Chief Goulden (file photo)

SHIRLEY — The fate of Shirley Police Chief Thomas Goulden will be determined Monday following a special hearing Tuesday. His supporters and detractors disagree if the driving force is his alleged violation of several town policies or small-town politics.

Goulden was placed on paid administrative leave on Feb. 28 and the town hired Paul White, former state police trooper, to investigate seven separate allegations against Goulden. White dismissed five of them but said the remaining two were “very poor judgment” and the result of “a systematic problem with the Shirley Police Department” and broke three different town policies.

Selectmen James D. Wilson and Holly Haase postponed the actual vote to see if Goulden will lose his job because his attorney did not receive all of the available documents, such as transcripts from White’s interviews with subjects from his investigation.

“I don’t believe tonight would be the night to make the decision,” said Haase. She said she’s doubtful that Goulden’s camp could come up with compelling arguments to get her change her vote, but wanted to give them the chance to prepare out of fairness.

“I think the chief should have some form of progressive discipline,” said Wilson, but he said the evidence is not enough to justify termination. He said he’s seen other communities were police officers committed crimes and kept their jobs, while these charges are much lesser in nature.

Town Attorney Timothy D. Zessin went over details from White’s report, which was completed in late May.

The first incident surrounds a petition to recall selectmen Kendra Dumont and Bob Prescott. Jim Thibault, owner of Lamberts Hardware Store, helped start the petition and kept a copy of the petition at his store. Goulden was asked for photos of the signed petition pages, and while off duty and out of uniform, Goulden asked reserve officer David Lange if he could take photos of the petition pages while off duty. Lange snapped the photos and sent them to Goulden, who sent them to Bryan Dumont, the selectman’s husband, and then deleted them off his phone.

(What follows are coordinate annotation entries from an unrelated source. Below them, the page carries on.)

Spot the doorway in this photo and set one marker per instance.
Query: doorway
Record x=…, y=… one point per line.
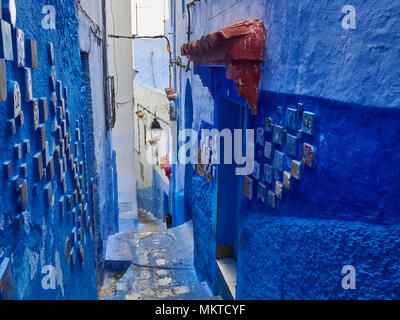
x=230, y=116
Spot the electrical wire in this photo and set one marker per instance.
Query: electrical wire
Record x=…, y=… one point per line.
x=114, y=48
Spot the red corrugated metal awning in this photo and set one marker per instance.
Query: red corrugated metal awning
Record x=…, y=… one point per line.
x=240, y=47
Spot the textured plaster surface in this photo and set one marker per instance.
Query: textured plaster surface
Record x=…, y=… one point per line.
x=41, y=239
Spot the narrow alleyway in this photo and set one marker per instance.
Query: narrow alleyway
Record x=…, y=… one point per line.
x=146, y=262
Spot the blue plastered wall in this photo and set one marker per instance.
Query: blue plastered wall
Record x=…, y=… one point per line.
x=38, y=238
x=343, y=211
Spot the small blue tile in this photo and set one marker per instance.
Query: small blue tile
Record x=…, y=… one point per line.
x=268, y=150
x=260, y=136
x=256, y=171
x=268, y=173
x=278, y=135
x=291, y=145
x=278, y=161
x=6, y=46
x=262, y=193
x=291, y=118
x=308, y=122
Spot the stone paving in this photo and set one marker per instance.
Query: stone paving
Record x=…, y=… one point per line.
x=157, y=263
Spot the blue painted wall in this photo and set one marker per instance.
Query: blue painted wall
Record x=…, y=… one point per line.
x=41, y=239
x=342, y=211
x=151, y=60
x=155, y=198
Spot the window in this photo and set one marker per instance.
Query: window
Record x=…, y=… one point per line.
x=141, y=171
x=145, y=135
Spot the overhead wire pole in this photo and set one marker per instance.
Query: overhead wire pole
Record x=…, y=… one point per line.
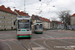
x=24, y=7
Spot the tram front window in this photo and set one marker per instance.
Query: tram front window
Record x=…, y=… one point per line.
x=39, y=26
x=23, y=24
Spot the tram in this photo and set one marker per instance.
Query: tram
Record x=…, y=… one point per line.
x=38, y=27
x=24, y=27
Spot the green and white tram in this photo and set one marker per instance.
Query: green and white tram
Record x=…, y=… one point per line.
x=24, y=27
x=38, y=27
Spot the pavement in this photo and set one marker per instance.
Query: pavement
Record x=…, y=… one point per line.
x=49, y=40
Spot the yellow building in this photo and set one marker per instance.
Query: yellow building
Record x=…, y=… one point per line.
x=7, y=18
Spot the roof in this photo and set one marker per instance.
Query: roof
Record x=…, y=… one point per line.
x=2, y=8
x=73, y=15
x=21, y=13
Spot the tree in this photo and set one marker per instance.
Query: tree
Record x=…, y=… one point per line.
x=65, y=17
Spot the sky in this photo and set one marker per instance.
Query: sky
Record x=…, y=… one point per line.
x=45, y=8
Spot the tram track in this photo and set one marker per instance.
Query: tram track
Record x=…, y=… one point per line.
x=22, y=45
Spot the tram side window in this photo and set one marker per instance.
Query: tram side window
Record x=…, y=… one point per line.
x=35, y=27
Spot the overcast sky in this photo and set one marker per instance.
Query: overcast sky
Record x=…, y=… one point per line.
x=45, y=8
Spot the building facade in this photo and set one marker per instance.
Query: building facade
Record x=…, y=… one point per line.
x=7, y=18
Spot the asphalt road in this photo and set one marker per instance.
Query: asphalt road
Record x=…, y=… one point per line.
x=49, y=40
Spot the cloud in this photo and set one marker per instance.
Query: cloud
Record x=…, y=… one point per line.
x=45, y=6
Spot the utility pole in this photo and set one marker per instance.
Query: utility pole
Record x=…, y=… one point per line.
x=24, y=7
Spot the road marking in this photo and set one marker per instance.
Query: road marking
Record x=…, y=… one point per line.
x=39, y=38
x=38, y=48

Prescott visited Shirley resident Dorothy Cardillo at her home and asked about her decision to sign the petition. They discussed their opposing views on the subject. White’s report said that Cardillo did not describe Prescott’s visit or conversation as harassment, and “…No known citizen has been identified or made it known that they were harassed.”

Haase said Goulden should have known better, that a request from the chief of police to a subordinate put the officer in a difficult position, and he was inserting himself in the political process.

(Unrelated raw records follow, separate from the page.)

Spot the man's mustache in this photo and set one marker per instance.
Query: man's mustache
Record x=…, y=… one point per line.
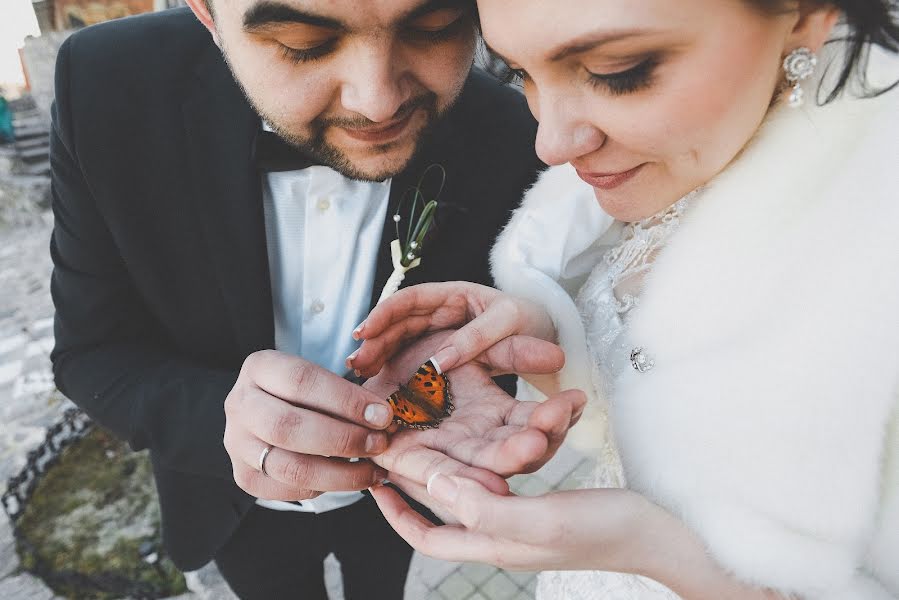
x=405, y=109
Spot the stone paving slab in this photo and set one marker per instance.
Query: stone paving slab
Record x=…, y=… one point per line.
x=29, y=405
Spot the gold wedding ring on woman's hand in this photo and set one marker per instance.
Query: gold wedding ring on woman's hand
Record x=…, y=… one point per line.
x=262, y=456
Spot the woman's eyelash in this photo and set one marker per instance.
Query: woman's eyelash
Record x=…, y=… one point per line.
x=297, y=55
x=627, y=82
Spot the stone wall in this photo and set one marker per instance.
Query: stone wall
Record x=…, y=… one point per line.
x=39, y=56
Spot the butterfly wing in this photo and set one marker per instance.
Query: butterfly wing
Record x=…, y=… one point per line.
x=424, y=401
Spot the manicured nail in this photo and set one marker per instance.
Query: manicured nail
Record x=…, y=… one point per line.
x=375, y=443
x=377, y=414
x=445, y=360
x=442, y=488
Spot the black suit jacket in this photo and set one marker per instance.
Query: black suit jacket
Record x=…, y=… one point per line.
x=161, y=279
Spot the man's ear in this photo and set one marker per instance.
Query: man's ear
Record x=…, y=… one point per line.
x=204, y=15
x=816, y=21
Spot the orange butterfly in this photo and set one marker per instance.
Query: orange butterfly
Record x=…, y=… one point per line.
x=423, y=402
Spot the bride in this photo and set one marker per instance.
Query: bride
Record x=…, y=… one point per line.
x=717, y=253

The second incident dealt with Dispatcher Paul Topolski carrying a concealed weapon while working. Topolski is also an auxiliary police lieutenant in Leominster and possess a license to carry a firearm, but is not a police officer in Shirley. Shirley’s workplace violence policy prevents most town employees from carrying concealed firearms in town buildings.

Shirley Police Sgt. Samuel Santiago spotted Topolski’s concealed weapon by the bulge in his shirt and gave him a verbal warning about the policy. Topolski agreed to stop carrying the weapon, but had an informal conversation with Goulden saying he wished he could carry his firearm. Goulden was not aware of the policy and had not been informed by Santiago of the incident and allegedly told Topolski that he can carry the weapon.

When Goulden was suspended, Santiago became the acting chief and saw that Topolski was carrying the weapon again.

Haase asked if Goulden would agree that as a department head, he was responsible for knowing all of the town policies. Goulden said he was only aware of the policies he had knowledge of. This exchange repeated several times.

At one point Goulden said, “Check my personnel file.”

“I did,” said Haase. She said the policy was in there as part of a packet of papers he received, but he had never signed it.

Akerson said it was significant that 13 Shirley police officers showed up in support of Goulden during Tuesday’s hearing, which Goulden chose to have in public instead of in executive session.

“I hope they are here because they support the town of Shirley,” said Haase. “I personally feel that they don’t work for Chief Goulden; they work for the town of Shirley.”

Two preliminary requests made by Akerson were both denied at the beginning of the hearing: To delay the meeting until July, and for Selectman Enrico Cappucci to recuse himself because of an alleged close personal relationship with a rival of Goulden’s within the Shirley Police Department.